The moment—or, more correctly, the uncomfortable, seemingly interminable three hours—passed. We picked a winner, and the young critics and the old critic were united in their opinions. One band was happy, four bands were upset. The bands battled, and to the victor went the spoils.

I don’t think I’ll ever do it again. Aside from the discomfort, the experience helped me crystallize why I do this in my rock ‘n roll dotage: I still love the music. I can no more imagine “giving it up” than I can imagine that I will stop reading, or stop watching films. As long as I can hear, I will choose to listen. And if I didn’t hear five “winners” that night, I still heard two or three. The pity, and the injustice, is that we could only select one.

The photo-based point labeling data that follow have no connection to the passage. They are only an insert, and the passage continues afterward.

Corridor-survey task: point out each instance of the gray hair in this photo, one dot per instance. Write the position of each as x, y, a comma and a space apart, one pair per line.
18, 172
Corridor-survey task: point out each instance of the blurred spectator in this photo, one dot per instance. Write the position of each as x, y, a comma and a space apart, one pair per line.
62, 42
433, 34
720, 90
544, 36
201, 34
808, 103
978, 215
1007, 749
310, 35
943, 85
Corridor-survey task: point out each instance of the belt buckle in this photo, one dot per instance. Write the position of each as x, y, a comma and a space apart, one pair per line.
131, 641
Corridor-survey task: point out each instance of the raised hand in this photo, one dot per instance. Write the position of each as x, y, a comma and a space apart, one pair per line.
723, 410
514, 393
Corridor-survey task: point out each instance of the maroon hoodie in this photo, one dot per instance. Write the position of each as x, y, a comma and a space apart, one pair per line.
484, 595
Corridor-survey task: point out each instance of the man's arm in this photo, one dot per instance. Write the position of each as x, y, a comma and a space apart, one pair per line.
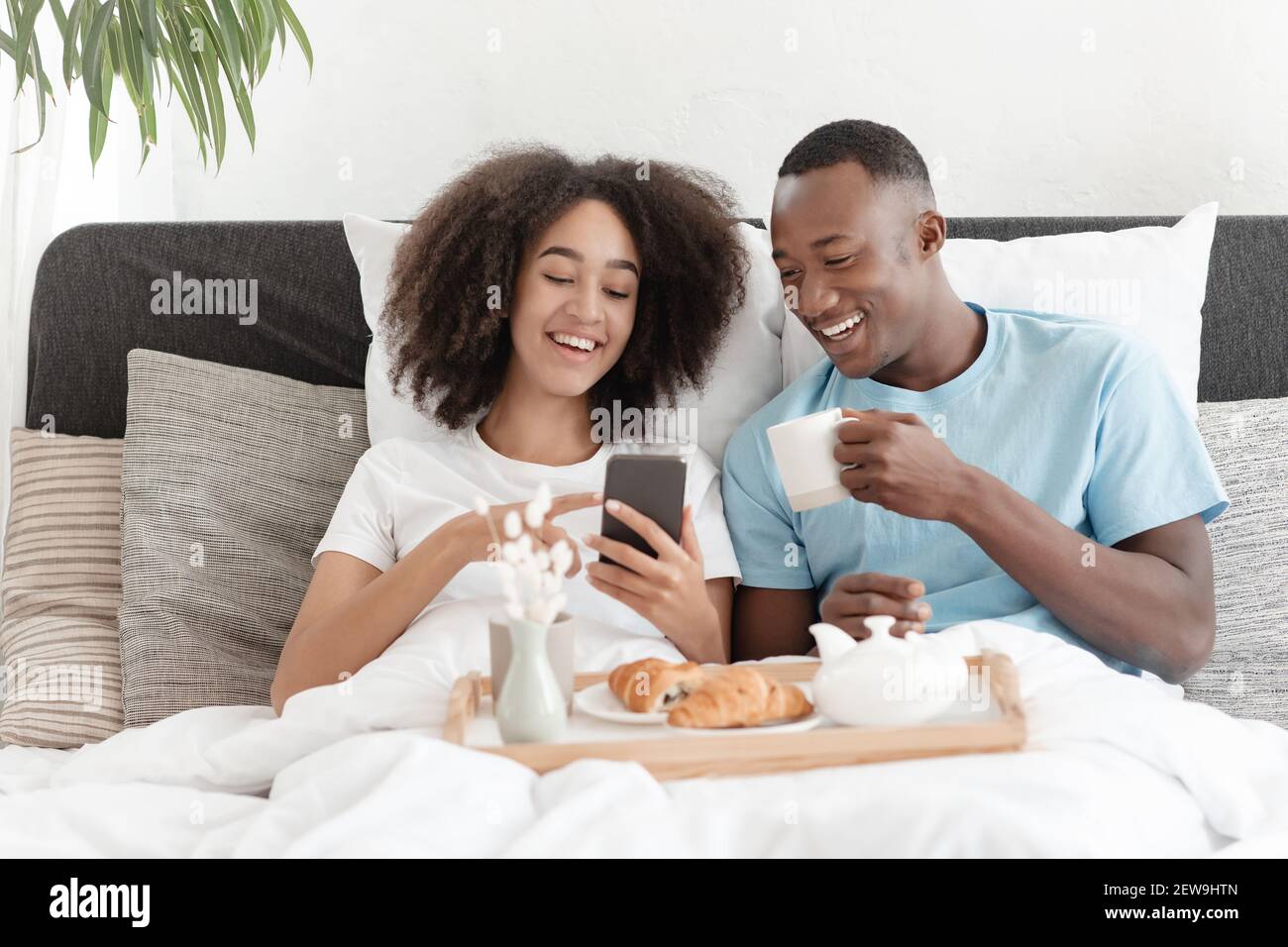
1146, 599
772, 621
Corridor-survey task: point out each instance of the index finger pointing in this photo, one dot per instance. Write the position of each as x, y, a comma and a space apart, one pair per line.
572, 501
897, 586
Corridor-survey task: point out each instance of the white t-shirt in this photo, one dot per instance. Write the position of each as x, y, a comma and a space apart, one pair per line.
403, 489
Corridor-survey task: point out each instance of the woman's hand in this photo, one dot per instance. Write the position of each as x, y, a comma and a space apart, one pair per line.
670, 590
476, 541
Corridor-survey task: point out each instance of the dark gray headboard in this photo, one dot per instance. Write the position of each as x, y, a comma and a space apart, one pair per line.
93, 303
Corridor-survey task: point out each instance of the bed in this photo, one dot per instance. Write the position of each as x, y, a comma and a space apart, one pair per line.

The process is no more refined than it was when Mr. Archer was picking winners back at the Worthington Swimming Pool. There are no formulas, and much of it is intuitive, imprecise, and highly debatable. What is not debatable—for me, and for many others—is the sheer pleasure of hearing a well-written, well-played, well-performed song come together on a stage, the lightning-in-a-bottle instant where impeccable craft and passionate spontaneity spark and ignite.

I’m not sure there is, or should be, an award for that. It happens, and whenever and however often it happens, the only proper response is gratitude. There is something of God in it every time.

Driving home the next day, feeling old and tired, that’s what stayed with me.

The metaphor was all wrong. It wasn’t a battle. It was a celebration.